Un autre aspect retient l’attention des observateurs de l’actualité Sahel francophone. Après les décisions successives prises par le Burkina Faso, beaucoup se demandent si le Mali et le Niger, les deux autres membres de l’Alliance des États du Sahel (AES), suivront cette voie dans les semaines ou les mois à venir. Ces trois nations affichent depuis plusieurs années une convergence politique, diplomatique et militaire croissante, notamment dans leur rapprochement avec la Russie, ce qui alimente les Mali Burkina Niger nouvelles et les Sahel analyse.

Si les deux autres États de l’AES venaient à adopter des mesures similaires, cela renforcerait l’image d’une stratégie régionale concertée.
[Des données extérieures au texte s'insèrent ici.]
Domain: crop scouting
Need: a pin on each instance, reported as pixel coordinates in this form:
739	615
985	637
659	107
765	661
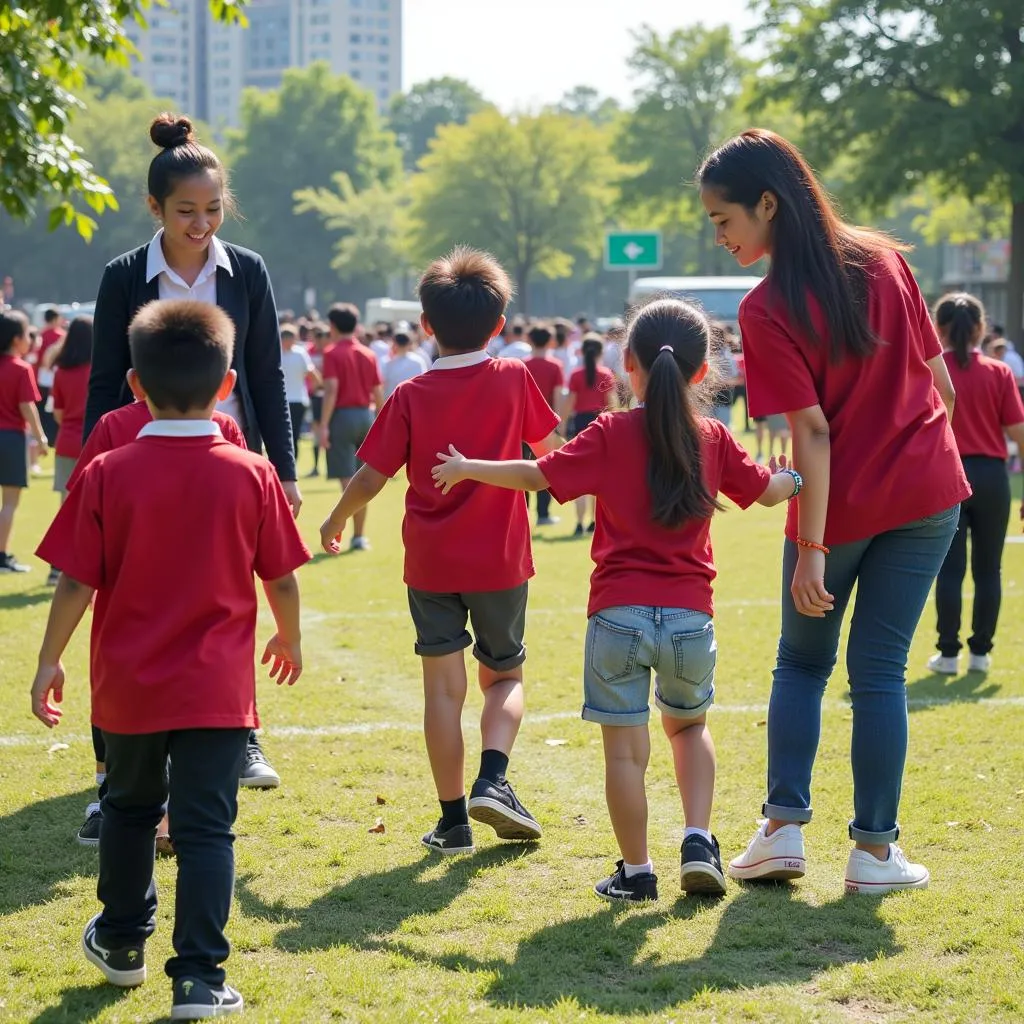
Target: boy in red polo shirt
172	677
352	384
467	556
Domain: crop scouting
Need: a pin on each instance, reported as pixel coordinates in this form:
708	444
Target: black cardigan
247	297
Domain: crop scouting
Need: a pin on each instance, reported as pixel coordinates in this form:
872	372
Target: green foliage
416	116
530	189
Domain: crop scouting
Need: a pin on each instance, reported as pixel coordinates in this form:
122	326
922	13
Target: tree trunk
1015	286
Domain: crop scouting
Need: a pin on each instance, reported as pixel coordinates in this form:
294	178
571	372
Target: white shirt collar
156	262
460	360
180	428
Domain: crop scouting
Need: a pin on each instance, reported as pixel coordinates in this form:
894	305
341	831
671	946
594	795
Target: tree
914	89
316	125
529	189
417	115
40	75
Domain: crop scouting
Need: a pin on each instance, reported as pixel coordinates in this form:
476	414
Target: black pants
203	785
985	514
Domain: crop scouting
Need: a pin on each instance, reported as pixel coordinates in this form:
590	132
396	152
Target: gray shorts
625	644
498	617
349	427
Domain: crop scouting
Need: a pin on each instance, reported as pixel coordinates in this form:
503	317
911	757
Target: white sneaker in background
869	877
777	856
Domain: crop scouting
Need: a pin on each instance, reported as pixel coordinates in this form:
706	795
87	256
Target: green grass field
334	923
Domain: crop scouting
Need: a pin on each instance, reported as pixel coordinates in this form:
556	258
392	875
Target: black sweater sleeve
265	377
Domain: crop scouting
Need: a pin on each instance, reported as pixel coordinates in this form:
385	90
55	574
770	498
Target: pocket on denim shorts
695	652
613	650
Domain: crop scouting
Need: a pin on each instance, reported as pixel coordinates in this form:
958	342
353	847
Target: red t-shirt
592	399
169	530
894	457
17	385
71	387
121	426
355	369
987	400
637	560
475	538
548	373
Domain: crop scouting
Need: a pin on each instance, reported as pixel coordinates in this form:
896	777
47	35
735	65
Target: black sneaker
701	866
195	999
495	804
88	835
635	890
458	839
125	967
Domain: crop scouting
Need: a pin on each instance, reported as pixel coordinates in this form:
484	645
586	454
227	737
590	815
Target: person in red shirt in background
591	391
18	412
353	388
656	471
172	678
839	339
547	372
987	404
467	556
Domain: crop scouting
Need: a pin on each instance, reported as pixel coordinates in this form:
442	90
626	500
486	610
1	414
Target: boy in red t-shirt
467	556
172	678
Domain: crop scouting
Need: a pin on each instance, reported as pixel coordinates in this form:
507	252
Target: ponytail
960	318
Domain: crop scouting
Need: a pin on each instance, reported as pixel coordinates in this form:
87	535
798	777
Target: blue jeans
894	572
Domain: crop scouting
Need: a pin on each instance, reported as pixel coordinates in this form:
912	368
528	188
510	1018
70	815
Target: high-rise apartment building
204	66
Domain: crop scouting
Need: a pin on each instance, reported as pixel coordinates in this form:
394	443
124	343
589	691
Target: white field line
369	728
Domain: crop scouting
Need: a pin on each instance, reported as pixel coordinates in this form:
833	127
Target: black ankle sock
454	813
494	764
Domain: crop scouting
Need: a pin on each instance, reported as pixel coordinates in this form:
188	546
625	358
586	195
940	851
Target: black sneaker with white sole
449	842
124	967
495	804
700	866
196	1000
619	888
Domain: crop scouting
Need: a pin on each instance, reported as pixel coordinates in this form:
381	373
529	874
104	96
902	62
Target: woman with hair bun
987	404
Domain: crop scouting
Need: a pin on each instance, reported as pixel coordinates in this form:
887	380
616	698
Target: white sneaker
777	856
943	666
868	876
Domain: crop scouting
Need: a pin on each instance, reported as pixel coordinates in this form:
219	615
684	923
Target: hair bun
169	131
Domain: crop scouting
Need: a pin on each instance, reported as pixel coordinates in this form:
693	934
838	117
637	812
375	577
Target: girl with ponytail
987	404
656	471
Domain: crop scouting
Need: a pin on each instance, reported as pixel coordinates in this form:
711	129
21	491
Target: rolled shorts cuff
778	813
444	647
684	713
875	839
616	718
500	665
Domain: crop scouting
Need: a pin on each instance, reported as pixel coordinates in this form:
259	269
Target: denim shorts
623	646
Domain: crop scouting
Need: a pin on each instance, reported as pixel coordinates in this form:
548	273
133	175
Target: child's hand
48	683
449	471
287	660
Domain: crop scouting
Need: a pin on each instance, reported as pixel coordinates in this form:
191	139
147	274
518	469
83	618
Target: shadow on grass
38	850
767	936
935	689
361	912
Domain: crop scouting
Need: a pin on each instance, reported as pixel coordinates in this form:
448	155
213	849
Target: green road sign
633	251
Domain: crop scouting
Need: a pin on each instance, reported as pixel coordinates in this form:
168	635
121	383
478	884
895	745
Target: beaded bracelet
812	546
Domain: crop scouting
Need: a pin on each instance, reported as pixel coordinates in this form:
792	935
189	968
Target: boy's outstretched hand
449	471
287	660
48	685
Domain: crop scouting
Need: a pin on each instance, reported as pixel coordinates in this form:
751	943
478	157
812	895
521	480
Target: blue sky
524	53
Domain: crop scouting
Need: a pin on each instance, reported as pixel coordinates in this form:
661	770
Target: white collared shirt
204	289
179	428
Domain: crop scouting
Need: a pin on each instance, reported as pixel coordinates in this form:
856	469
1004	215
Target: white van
719	297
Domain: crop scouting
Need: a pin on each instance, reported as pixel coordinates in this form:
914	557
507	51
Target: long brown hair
813	250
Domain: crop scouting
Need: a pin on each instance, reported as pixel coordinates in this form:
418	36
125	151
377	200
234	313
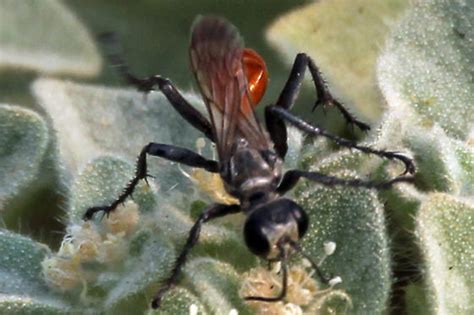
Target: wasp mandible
232	80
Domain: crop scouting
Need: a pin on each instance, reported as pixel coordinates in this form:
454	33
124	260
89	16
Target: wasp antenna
284	285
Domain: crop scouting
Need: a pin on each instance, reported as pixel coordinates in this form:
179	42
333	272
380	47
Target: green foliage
92	134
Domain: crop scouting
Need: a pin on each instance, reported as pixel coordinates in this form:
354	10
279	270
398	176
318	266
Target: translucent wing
216	57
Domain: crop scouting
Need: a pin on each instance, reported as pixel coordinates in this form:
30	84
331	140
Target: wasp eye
271	222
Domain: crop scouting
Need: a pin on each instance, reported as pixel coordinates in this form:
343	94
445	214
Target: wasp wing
216	58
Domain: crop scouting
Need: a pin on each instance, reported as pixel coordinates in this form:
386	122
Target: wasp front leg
292	88
156	82
169	152
308	128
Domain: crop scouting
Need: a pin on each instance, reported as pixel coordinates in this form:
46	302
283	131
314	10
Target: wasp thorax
272	223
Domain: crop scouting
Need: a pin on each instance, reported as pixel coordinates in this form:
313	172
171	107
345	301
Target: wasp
232	80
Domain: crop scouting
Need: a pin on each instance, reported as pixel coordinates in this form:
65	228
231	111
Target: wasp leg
284	285
293	176
317	131
186	110
168	152
214	211
286	100
292	88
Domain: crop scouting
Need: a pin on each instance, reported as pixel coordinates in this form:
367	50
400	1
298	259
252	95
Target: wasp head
272	223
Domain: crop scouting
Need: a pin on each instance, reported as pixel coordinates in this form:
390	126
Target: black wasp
232	80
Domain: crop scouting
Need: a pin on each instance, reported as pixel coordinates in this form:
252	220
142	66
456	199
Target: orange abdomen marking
256	73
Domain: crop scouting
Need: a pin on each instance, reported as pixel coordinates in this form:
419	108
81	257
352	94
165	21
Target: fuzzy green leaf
426	65
101	182
24	140
20	304
45	36
446	237
354	219
143	273
22	286
92	121
180	301
444	164
344	38
217	285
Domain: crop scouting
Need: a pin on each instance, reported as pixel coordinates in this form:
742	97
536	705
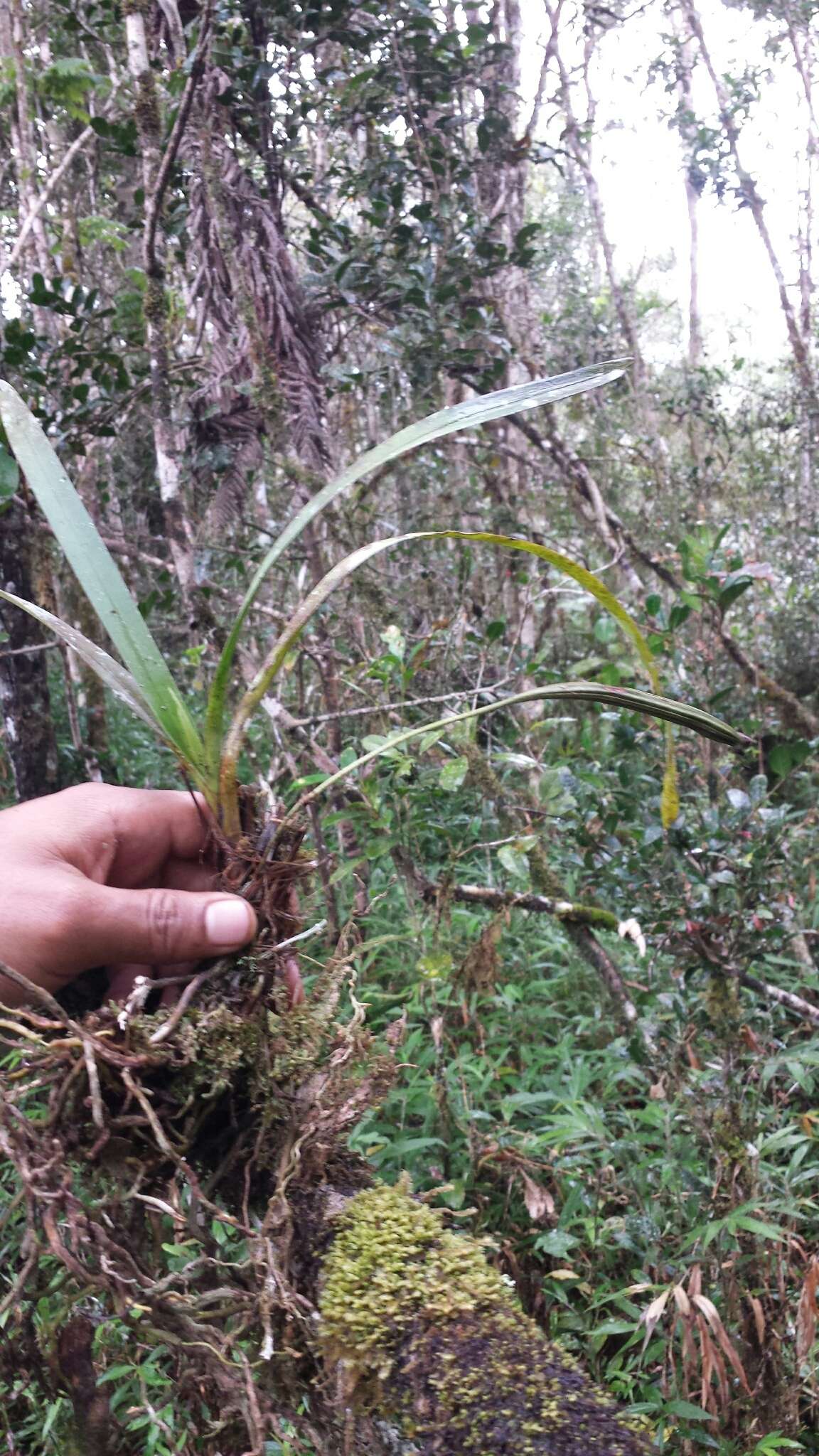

Mais cela soulèverait également une interrogation légitime sur le Sahel politique : ces décisions sont-elles le fruit de choix pleinement indépendants pour chaque État, ou traduisent-elles une orientation géopolitique largement coordonnée autour d’un même partenaire stratégique ? Pour certains analystes, observer les trois pays prendre des décisions identiques pourrait suggérer l’existence d’une feuille de route commune, alimentant le débat plus large : la souveraineté consiste-t-elle à s’affranchir d’une influence ou simplement à remplacer un pôle d’influence par un autre ?

En d’autres termes, se libérer de l’emprise de Paris pour se retrouver fortement tributaire de Moscou, de Pékin ou d’un autre acteur ne garantit pas nécessairement une souveraineté totale. Cela pourrait simplement signifier un déplacement des rapports d’influence. L’histoire internationale nous rappelle d’ailleurs que les grandes puissances, sans exception, poursuivent avant tout leurs propres intérêts géopolitiques, économiques et stratégiques.

Le défi majeur pour le Burkina Faso sera donc de prouver que cette rupture ne se limite pas à une simple reconfiguration des alliances. Elle devra s’accompagner d’une capacité concrète à financer son propre développement, à assurer la sécurité de son territoire, à valoriser localement ses ressources naturelles, à consolider ses institutions et à mener une politique étrangère véritablement indépendante.

La souveraineté ne se mesure pas uniquement au nombre d’ambassades fermées ou à la force des discours de rupture. Elle se juge surtout à la capacité d’un État à déterminer librement son avenir, à diversifier ses partenariats sans tomber sous une nouvelle tutelle dominante, et à faire prévaloir les intérêts de sa population sur ceux de ses alliés.

La question reste donc ouverte : si l’on rompt avec une puissance pour se lier étroitement à une autre, s’agit-il d’une véritable émancipation de la dépendance… ou simplement d’un changement de celle-ci ? L’histoire nous enseigne qu’un pays réellement souverain ne troque pas une tutelle contre une autre : il édifie sa propre liberté de décision, quels que soient ses partenaires.